El significado normativo de las palabras de Cristo esta profundamente arraigado en su significado antropológico, en la dimensión de la interioridad humana.

6. Según la doctrina evangélica, desarrollada de modo tan estupendo en las Cartas paulinas, la pureza no es sólo abstenerse de la impureza (cf. 1Ts 4, 3), o sea, la templanza, sino que, al mismo tiempo, abre también camino a un descubrimiento cada vez más perfecto de la dignidad del cuerpo humano; la cual está orgánicamente relacionada con la libertad del don de la persona en la autenticidad integral de su subjetividad personal, masculina o femenina. De este modo, la pureza, en el sentido de la templanza, madura en el corazón del hombre que cultiva y tiende a descubrir y a afirmar el sentido esponsalicio del cuerpo en su verdad integral. Precisamente esta verdad debe ser conocida interiormente; en cierto sentido, debe ser «sentida con el corazón», para que las relaciones recíprocas del hombre y de la mujer -e incluso la simple mirada- vuelvan a adquirir ese contenido auténticamente esponsalicio de sus significados. Y precisamente este contenido se indica en el Evangelio por la «pureza de corazón».

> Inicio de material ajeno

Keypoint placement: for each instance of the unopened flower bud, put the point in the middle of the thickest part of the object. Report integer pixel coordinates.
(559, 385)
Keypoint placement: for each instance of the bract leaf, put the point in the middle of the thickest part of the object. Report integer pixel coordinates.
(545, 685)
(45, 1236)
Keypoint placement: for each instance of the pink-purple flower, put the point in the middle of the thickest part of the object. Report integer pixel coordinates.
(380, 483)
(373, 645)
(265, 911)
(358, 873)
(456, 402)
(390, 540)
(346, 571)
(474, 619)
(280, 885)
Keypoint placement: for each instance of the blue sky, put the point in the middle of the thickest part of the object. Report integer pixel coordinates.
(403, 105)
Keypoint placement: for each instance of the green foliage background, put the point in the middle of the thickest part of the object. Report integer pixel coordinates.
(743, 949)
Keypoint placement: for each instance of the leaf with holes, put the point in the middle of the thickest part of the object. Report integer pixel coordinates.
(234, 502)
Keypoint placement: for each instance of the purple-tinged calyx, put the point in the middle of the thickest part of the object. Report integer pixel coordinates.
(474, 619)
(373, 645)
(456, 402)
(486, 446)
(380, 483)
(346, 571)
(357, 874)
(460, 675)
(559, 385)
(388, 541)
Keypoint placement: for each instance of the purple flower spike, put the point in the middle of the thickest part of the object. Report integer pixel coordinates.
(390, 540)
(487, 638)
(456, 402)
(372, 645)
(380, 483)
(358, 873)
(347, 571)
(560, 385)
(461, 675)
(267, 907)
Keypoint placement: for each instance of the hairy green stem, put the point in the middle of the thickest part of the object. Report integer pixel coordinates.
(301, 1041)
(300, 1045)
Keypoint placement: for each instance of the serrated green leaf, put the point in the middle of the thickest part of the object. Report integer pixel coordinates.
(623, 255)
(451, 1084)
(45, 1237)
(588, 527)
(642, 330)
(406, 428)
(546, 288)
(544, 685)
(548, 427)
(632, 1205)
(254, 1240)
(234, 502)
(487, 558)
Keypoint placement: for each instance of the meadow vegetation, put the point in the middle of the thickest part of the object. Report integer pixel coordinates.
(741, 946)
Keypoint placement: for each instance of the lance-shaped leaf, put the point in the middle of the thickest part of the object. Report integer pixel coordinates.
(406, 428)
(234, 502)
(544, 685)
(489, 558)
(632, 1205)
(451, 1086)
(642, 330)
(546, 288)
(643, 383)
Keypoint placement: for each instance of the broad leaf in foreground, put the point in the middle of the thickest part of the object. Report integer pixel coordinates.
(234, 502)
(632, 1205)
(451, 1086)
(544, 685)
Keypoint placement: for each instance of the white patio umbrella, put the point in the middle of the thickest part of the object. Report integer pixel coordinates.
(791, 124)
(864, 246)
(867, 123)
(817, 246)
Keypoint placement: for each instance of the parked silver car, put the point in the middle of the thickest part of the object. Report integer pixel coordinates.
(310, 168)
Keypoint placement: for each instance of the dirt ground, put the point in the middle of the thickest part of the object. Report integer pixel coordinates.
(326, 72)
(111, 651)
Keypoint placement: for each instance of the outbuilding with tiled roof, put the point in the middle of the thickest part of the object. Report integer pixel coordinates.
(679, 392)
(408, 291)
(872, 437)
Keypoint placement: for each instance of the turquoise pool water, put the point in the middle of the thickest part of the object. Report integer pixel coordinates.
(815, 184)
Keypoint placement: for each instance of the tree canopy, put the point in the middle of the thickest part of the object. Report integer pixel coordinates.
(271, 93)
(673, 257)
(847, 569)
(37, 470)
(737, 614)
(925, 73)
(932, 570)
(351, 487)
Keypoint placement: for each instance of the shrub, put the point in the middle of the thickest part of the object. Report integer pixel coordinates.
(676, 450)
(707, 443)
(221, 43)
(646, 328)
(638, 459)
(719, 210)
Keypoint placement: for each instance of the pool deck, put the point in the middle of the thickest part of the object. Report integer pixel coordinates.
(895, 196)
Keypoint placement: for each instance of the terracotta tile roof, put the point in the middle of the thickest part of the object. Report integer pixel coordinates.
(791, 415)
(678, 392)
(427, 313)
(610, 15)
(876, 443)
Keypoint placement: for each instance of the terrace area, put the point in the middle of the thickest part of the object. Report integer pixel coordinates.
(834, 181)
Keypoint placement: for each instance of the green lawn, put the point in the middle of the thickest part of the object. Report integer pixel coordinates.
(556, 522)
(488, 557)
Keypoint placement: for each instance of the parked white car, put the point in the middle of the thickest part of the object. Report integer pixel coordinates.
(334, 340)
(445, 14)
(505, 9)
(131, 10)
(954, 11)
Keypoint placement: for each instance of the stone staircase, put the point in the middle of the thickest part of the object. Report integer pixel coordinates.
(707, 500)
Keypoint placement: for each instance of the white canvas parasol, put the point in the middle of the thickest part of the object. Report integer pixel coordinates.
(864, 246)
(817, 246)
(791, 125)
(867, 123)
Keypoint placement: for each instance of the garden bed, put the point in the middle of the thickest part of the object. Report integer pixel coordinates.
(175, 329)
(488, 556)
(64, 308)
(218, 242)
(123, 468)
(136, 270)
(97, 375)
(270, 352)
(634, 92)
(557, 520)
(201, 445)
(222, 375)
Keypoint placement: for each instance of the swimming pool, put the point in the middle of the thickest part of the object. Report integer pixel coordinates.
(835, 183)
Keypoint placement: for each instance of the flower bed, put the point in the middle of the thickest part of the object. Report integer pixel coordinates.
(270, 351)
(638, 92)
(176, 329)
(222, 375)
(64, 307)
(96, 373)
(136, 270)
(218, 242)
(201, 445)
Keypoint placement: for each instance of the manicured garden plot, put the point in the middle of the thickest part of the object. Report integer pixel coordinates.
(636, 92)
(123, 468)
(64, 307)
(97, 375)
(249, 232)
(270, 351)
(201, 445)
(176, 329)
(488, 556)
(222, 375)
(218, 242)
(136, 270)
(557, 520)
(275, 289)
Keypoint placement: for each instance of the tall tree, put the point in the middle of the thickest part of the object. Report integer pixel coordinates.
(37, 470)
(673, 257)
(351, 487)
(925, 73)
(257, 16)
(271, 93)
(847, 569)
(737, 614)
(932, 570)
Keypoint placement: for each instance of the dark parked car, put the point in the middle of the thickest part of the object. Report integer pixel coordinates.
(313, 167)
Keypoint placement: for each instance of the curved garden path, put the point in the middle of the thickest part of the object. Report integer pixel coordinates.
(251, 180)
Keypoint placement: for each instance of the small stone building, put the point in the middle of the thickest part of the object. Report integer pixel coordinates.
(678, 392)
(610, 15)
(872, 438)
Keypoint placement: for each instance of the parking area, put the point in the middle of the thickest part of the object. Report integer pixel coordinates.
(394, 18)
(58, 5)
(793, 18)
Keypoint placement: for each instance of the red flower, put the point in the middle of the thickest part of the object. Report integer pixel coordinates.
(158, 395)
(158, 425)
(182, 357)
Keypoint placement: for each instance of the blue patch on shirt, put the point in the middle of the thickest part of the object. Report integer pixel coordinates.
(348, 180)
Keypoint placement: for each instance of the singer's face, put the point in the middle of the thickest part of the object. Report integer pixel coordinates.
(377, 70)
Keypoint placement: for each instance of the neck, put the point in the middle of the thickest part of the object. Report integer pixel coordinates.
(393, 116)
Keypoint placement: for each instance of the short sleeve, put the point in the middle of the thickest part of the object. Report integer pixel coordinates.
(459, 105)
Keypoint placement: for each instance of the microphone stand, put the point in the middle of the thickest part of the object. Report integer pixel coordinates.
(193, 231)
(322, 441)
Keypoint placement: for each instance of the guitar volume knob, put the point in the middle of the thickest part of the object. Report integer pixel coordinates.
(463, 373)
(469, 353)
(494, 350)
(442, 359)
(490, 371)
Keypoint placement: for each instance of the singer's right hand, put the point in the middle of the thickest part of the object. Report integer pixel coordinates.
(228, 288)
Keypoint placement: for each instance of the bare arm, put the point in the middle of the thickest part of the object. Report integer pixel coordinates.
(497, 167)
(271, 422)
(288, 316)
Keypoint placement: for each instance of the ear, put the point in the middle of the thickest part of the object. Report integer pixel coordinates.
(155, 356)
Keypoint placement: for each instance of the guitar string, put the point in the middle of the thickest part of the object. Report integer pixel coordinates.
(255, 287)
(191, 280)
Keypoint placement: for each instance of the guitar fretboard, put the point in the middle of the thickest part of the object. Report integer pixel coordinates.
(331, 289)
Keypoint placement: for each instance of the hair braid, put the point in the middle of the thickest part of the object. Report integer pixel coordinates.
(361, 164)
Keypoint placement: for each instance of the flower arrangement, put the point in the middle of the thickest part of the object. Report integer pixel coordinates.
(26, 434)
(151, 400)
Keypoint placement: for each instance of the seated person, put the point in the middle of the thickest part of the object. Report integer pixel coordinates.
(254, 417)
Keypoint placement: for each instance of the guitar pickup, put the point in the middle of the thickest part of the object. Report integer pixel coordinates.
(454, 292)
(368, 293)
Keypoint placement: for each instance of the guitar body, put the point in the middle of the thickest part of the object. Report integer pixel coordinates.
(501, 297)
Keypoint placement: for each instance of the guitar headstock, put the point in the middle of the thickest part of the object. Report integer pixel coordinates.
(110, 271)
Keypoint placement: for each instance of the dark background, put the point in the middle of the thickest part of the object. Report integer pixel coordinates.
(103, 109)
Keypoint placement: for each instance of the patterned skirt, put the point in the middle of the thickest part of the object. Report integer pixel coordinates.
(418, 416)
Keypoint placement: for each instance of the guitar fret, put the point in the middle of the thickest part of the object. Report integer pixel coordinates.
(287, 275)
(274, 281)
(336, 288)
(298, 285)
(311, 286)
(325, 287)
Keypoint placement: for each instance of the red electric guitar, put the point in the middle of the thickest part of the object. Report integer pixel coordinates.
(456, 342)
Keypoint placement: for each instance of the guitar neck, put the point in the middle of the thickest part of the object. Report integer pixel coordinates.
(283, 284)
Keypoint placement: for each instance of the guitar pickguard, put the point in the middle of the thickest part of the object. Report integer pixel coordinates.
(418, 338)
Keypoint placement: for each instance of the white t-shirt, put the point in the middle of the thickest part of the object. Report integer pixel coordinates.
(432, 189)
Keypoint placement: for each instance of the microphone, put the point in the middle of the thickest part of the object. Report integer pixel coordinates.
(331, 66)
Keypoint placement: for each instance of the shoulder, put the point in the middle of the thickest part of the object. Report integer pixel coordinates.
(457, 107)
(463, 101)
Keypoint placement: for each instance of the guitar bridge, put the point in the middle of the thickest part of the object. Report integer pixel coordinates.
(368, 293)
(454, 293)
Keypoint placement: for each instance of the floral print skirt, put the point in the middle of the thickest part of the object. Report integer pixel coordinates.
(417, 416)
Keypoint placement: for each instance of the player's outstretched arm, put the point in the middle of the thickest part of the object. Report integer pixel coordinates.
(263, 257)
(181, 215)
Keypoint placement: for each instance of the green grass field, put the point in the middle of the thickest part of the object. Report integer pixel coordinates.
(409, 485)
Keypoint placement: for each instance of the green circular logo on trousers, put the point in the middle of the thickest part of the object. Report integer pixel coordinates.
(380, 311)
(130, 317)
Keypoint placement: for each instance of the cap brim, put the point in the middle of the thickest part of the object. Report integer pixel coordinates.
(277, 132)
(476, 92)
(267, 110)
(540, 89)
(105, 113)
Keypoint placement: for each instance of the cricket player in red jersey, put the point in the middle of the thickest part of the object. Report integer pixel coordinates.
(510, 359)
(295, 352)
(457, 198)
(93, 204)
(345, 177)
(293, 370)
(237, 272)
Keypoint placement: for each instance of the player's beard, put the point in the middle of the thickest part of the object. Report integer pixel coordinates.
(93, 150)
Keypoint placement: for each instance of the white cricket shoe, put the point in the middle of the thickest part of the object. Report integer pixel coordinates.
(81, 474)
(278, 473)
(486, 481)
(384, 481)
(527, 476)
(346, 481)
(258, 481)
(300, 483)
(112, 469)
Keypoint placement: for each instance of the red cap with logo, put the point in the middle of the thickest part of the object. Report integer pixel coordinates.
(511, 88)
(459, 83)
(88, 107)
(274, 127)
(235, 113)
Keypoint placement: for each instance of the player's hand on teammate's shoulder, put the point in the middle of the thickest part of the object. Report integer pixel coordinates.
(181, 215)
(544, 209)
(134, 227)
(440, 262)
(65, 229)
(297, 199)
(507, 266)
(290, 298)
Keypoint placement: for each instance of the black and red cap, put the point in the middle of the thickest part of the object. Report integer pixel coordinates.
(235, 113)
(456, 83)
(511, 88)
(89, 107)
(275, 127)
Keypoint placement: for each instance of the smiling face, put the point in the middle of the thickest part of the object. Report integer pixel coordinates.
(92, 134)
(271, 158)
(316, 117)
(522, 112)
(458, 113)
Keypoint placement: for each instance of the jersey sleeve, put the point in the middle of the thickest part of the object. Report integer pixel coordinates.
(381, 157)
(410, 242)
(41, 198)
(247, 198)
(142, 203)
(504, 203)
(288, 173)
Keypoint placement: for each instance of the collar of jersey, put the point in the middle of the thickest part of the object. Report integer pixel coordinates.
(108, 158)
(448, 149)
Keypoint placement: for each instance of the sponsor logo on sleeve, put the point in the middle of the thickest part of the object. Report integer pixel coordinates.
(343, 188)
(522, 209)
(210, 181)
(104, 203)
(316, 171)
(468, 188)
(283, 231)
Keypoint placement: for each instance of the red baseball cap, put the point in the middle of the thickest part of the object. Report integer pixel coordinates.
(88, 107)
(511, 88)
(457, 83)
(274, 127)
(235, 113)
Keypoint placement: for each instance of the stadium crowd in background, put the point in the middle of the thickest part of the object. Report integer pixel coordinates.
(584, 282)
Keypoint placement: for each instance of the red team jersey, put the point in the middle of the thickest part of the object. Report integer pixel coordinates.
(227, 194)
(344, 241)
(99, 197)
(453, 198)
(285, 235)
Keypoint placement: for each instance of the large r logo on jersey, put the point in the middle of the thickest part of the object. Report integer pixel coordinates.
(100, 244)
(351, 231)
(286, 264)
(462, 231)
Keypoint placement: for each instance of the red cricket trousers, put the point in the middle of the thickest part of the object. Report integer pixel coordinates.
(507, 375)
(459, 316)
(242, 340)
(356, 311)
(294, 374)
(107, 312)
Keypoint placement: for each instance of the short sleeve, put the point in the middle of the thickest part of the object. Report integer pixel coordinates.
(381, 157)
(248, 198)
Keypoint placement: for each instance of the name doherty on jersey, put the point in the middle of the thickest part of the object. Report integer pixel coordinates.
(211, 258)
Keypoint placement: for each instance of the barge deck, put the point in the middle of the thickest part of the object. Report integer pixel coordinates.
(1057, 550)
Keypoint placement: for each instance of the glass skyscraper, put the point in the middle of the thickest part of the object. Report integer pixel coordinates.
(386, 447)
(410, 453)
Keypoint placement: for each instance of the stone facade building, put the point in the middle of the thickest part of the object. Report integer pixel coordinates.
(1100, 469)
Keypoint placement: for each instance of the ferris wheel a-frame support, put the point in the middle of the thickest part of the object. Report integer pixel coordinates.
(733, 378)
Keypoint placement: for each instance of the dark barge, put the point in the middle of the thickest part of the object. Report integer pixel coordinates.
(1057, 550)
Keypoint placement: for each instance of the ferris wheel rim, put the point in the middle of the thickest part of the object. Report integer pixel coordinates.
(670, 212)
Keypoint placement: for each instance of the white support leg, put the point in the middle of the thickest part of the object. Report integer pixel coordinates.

7. Si en la experiencia interior del hombre (esto es, del hombre de la concupiscencia) la «templanza» se delinea, por decirlo así, como función negativa, el análisis de las palabras de Cristo pronunciadas en el sermón de la montaña y unidas con los textos de San Pablo nos permite trasladar este significado hacia la función positiva de la pureza de corazón. En la pureza plena el hombre goza de los frutos de la victoria obtenida sobre la concupiscencia, victoria de la que escribe San Pablo, exhortando a «mantener el propio cuerpo en santidad y respeto» (1Ts 4, 4). Más aun, precisamente en una pureza, tan madura, se manifiesta en parte la eficacia del don del Espíritu Santo, de quien el cuerpo humano es «templo» (cf, 1Co 6, 19). Este don es sobre todo el de la piedad (donum pietatis), que restituye a la experiencia del cuerpo -especialmente cuando se trata de la esfera de las relaciones recíprocas del hombre y de la mujer- toda su sencillez, su limpidez e incluso su alegría interior. Este es, como puede verse, un clima espiritual, muy diverso de la «pasión y libídine», de las que escribe San Pablo (y que por otra parte, conocemos por los análisis precedentes; baste recordar al Siracida (Si 26, 13.15-18). Efectivamente, una cosa es la satisfacción de las pasiones, y otra la alegría que el hombre encuentra en poseerse mas plenamente a sí mismo, pudiendo convertirse de este modo también mas plenamente en un verdadero don para otra persona.

Las palabras pronunciadas por Cristo en el sermón de la montaña, orientan al corazón humano precisamente hacia esta alegría. Es necesario que a esas palabras nos confiemos nosotros mismos, los propios pensamientos y las propias acciones, para encontrar la alegría y para donarla a los demás.